Finally, JustSayIt has now a documentation webpage: https://omlins.github.io/JustSayIt.jl
Thanks for your interest and I am looking forward to your feedback (please don't hesitate to reach out to me by private e-mail)!
Thank you, amazing work! I'm impressed with language switch.
With the small English model, the recognizers with grammar behave as expected:
[unk]
is recognized if a sentence is spoken that is clearly something different from what is specified in the grammar. However, with the small German and Spanish models [1], the recognizers do hardly ever return[unk]
when a sentence is spoken, even if it has clearly nothing to do with the specified grammar.
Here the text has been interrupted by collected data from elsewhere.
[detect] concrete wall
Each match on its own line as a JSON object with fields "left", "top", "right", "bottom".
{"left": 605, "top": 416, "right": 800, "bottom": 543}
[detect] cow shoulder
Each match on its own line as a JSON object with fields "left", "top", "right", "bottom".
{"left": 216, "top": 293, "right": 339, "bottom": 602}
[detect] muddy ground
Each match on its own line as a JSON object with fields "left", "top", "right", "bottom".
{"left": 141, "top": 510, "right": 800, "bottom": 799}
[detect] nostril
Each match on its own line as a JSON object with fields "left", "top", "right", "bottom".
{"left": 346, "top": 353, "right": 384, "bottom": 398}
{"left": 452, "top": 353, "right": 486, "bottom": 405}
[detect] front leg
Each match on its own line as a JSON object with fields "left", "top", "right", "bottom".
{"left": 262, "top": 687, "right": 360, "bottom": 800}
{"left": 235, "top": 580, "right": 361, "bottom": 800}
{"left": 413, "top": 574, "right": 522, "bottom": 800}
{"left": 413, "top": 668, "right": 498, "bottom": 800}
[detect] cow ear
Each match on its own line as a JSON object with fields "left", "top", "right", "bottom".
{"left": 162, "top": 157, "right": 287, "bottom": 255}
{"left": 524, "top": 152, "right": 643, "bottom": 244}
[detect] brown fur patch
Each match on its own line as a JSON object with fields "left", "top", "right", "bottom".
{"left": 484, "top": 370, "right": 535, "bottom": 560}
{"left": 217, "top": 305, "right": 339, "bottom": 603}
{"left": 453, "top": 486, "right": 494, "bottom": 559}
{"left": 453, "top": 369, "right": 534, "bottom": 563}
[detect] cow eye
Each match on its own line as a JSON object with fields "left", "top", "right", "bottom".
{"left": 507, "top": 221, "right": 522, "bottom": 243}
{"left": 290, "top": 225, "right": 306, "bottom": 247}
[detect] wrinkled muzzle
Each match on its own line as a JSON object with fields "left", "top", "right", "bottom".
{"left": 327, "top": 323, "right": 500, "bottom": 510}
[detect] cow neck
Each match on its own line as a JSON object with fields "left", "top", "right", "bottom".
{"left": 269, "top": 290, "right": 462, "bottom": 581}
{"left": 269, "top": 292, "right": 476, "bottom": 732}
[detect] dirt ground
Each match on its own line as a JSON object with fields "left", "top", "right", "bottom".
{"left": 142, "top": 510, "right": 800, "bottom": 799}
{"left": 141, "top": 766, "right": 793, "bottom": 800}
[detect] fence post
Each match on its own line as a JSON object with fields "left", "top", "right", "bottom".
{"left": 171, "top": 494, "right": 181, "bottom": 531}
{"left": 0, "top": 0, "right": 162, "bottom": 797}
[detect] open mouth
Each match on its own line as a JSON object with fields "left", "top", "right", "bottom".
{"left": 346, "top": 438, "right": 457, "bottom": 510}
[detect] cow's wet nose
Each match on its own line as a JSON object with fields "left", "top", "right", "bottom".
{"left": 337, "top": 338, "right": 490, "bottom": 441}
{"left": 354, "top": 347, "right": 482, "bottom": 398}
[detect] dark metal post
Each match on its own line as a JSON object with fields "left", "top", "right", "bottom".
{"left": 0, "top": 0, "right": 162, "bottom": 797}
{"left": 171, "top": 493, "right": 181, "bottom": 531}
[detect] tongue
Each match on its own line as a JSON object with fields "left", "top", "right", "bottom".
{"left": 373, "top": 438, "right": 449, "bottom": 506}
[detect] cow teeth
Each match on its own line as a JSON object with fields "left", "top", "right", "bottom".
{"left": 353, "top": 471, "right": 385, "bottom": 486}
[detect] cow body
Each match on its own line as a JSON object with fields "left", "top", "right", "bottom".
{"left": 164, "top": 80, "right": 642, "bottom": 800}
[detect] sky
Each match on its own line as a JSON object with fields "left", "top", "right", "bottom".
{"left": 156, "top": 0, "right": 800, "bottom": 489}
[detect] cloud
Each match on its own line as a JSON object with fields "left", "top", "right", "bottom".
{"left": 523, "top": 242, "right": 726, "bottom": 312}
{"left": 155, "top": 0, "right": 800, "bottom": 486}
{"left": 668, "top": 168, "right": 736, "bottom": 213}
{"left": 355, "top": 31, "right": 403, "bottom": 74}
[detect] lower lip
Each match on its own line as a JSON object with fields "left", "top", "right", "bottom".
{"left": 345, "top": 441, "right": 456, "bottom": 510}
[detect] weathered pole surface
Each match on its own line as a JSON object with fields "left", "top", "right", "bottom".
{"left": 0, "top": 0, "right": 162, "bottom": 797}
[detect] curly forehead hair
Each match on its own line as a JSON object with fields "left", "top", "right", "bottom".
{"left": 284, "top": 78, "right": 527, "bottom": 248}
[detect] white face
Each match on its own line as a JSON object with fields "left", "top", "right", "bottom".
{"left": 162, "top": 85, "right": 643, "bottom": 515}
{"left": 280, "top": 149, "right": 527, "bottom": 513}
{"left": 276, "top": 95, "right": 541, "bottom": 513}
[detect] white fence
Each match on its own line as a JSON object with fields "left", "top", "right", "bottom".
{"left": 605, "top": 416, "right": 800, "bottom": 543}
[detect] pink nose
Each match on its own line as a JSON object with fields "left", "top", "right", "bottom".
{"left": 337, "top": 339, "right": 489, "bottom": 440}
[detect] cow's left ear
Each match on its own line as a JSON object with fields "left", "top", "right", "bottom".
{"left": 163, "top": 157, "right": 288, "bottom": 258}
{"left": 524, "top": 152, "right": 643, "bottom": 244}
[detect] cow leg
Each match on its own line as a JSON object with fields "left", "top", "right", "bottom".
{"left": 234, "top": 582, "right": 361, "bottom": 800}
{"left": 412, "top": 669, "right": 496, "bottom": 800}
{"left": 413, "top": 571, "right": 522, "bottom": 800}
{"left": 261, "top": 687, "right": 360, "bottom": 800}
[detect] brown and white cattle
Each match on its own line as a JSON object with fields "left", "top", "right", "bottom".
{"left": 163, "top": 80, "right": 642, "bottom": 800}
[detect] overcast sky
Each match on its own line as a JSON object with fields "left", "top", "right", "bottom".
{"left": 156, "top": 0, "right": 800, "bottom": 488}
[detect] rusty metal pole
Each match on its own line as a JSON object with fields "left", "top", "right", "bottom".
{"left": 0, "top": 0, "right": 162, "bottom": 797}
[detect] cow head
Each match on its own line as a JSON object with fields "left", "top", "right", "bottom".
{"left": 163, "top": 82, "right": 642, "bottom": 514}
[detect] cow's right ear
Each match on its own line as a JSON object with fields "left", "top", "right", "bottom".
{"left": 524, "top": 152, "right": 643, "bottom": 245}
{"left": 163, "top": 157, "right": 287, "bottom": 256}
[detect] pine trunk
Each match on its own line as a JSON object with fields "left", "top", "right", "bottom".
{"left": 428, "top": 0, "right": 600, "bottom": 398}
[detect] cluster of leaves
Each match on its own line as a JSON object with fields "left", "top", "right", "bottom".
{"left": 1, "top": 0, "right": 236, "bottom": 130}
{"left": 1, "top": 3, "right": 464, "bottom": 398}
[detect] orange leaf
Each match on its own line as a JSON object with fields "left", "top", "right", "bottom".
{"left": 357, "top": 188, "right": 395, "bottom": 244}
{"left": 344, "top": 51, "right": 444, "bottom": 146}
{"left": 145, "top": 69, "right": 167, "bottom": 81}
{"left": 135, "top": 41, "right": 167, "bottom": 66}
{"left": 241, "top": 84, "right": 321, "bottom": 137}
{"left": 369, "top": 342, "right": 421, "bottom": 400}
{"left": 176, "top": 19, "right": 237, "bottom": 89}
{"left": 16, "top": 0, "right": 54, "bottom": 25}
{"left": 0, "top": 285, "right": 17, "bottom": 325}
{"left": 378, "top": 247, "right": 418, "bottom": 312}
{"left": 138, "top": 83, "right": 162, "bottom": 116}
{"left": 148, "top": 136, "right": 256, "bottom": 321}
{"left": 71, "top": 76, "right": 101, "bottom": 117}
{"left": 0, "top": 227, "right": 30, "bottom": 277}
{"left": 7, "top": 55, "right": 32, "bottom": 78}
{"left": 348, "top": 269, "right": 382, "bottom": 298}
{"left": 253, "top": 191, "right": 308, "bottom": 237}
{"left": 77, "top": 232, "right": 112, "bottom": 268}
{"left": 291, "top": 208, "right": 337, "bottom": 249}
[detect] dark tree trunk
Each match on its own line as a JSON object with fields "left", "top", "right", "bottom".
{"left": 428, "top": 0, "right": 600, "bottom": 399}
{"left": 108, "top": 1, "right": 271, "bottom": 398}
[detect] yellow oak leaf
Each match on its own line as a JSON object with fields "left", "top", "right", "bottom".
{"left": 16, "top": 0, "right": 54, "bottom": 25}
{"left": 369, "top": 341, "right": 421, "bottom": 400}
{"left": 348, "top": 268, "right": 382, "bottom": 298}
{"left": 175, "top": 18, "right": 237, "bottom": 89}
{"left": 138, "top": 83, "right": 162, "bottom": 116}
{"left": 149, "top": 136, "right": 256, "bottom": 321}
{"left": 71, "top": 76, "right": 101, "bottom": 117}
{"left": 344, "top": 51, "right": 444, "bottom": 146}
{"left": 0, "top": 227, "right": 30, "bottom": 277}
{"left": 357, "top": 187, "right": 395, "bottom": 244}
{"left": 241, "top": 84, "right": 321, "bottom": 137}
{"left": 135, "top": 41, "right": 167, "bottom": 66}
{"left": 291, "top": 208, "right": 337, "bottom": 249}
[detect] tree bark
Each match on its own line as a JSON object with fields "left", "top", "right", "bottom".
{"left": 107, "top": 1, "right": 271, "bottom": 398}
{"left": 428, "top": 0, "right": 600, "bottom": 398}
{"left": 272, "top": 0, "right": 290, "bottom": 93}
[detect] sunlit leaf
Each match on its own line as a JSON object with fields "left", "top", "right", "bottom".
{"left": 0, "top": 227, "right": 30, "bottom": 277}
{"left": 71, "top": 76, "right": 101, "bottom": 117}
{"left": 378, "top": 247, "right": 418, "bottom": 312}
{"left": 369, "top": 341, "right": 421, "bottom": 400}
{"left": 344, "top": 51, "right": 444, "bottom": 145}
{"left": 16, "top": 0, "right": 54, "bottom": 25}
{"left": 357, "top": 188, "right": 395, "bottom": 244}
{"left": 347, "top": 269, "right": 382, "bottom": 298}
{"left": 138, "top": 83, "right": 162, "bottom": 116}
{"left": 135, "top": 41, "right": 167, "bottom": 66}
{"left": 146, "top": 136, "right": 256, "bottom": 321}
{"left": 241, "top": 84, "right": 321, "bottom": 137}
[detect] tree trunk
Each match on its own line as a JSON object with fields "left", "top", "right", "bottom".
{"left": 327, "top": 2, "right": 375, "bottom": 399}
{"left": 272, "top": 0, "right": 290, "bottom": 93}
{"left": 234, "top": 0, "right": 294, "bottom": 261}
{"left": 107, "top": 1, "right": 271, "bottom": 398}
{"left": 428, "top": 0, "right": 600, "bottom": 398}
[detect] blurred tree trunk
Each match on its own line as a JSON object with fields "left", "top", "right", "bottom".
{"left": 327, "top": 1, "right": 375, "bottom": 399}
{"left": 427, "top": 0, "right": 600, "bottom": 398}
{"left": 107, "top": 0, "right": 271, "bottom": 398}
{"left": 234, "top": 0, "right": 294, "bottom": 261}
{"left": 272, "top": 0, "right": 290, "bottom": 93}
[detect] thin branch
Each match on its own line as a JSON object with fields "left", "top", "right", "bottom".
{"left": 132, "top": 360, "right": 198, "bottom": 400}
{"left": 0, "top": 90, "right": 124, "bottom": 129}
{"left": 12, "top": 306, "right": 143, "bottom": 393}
It looks to me like the problem is that the recognizer gives immediately back some result without analyzing the whole word group (even though there are no silences between the words).For example, I said
"was möchtest du als nachtes tun"
and analyzed it with a recognizer with the following grammar:["terminus", "punkt", "klein", "ausruf", "frage", "doppelpunkt", "zurück", "sprache", "komma", "vor", "gross", "paragraf", "buchstaben", "ziffern", "strichpunkt", "[unk]"]
. The recognizer switched three times the partial result (from"buchstaben"
to"gross"
tostrichpunkt
) and then gave back the the result"gross"
, after having processed only the beginning of the word group (probably about 20%), despite absence of silence between the words of the spoken sentence.@nshmyrev , how can one avoid that the recognizer gives back results without analyzing the whole word group?
Thanks!!
[1] "vosk-model-small-de-0.15" and "vosk-model-small-es-0.22"